Marked increase of proinflammatory cytokines including IL-1, IL-6, IL-18, TNFα, IFNγ, ferritin and ST2 during MAS attacks portrayed a significant systemic inflammation in patients with various rheumatic diseases, particularly sJIA28,44,45,46,47. Recently, Canna et al. reported that gain of function mutations in NLRC4 can display a MAS like clinical presentation48. In addition, repetitive TLR stimulation via administration of CpG has been shown to induce a MAS-like features in mice49. Even though infections and inflammasome dysregulation have been considered as possible triggers for MAS44,45, the discrimination of immune responses between sJIA from CAPS with LPS stimulation tests in not jeopardized by the tendency for MAS in the present study with limited cases. Although further study may be required to confirm this observation, the similarity in the level of inflammatory cytokines and PBMC responses to LPS suggested that the induction of MAS in patients with sJIA may less likely result from NLRP3 inflammasome dysregulation.

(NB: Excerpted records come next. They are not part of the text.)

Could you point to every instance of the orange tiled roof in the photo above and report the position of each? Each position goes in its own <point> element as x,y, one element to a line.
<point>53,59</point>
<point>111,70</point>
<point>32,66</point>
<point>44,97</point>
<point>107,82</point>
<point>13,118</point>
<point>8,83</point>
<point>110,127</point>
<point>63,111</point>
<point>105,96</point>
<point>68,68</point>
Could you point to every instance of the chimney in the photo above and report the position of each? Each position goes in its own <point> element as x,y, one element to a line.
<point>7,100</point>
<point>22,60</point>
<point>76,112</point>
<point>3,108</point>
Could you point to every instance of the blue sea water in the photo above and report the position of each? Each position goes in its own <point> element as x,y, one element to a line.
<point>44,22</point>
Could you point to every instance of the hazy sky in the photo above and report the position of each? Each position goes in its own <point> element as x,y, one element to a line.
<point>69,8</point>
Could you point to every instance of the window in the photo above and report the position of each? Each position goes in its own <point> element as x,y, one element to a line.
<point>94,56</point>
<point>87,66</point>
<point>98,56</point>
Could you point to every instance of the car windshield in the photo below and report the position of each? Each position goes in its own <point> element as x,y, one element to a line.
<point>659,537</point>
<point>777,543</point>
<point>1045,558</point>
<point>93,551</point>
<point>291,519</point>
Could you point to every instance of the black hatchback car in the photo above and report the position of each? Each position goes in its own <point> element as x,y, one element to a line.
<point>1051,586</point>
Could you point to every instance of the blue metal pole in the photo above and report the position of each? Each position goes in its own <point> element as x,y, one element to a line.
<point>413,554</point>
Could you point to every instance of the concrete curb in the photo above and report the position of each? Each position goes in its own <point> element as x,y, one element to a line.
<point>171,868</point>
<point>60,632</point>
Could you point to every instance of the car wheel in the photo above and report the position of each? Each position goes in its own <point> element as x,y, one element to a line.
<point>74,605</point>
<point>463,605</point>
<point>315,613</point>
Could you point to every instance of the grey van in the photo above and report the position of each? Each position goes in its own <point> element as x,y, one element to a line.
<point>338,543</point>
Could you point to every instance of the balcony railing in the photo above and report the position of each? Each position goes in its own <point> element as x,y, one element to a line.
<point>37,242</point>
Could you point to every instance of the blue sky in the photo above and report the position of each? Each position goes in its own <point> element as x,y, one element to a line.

The present study is limited by its few case numbers and only CAPS patients with the clinical phenotype of familial cold autoinflammatory syndrome (FCAS) and MWS were studied. It would be worthwhile to also examine patients with NOMID phenotype since the disease activity and phenotype have also been implied with altered inflammasome responses39. Moreover, considering the association of aging and inflammasome activity50, the imperfectly age-matched healthy controls can also result in bias in the present study. Finally, the in vitro functional diagnostic tests were performed in CAPS and sJIA patients under medical treatment with a relatively long disease duration. Although in clinical settings, the consideration of rare diseases and genetic testing are usually reserved for those who suffered from persisted disease course or those who respond poorly to standard treatments, future validation of the results with treatment-naïve patients before being correctly diagnosed for CAPS or sJIA would definitely further strengthen the clinical application.

Conclusions

In summary, our data suggested that the rapid and excessive-production of IL-1β, IL-18 and caspase-1 in the LPS inflammasome stimulation assay on PBMC cultures can assist the differentiation of persistent sJIA and CAPS.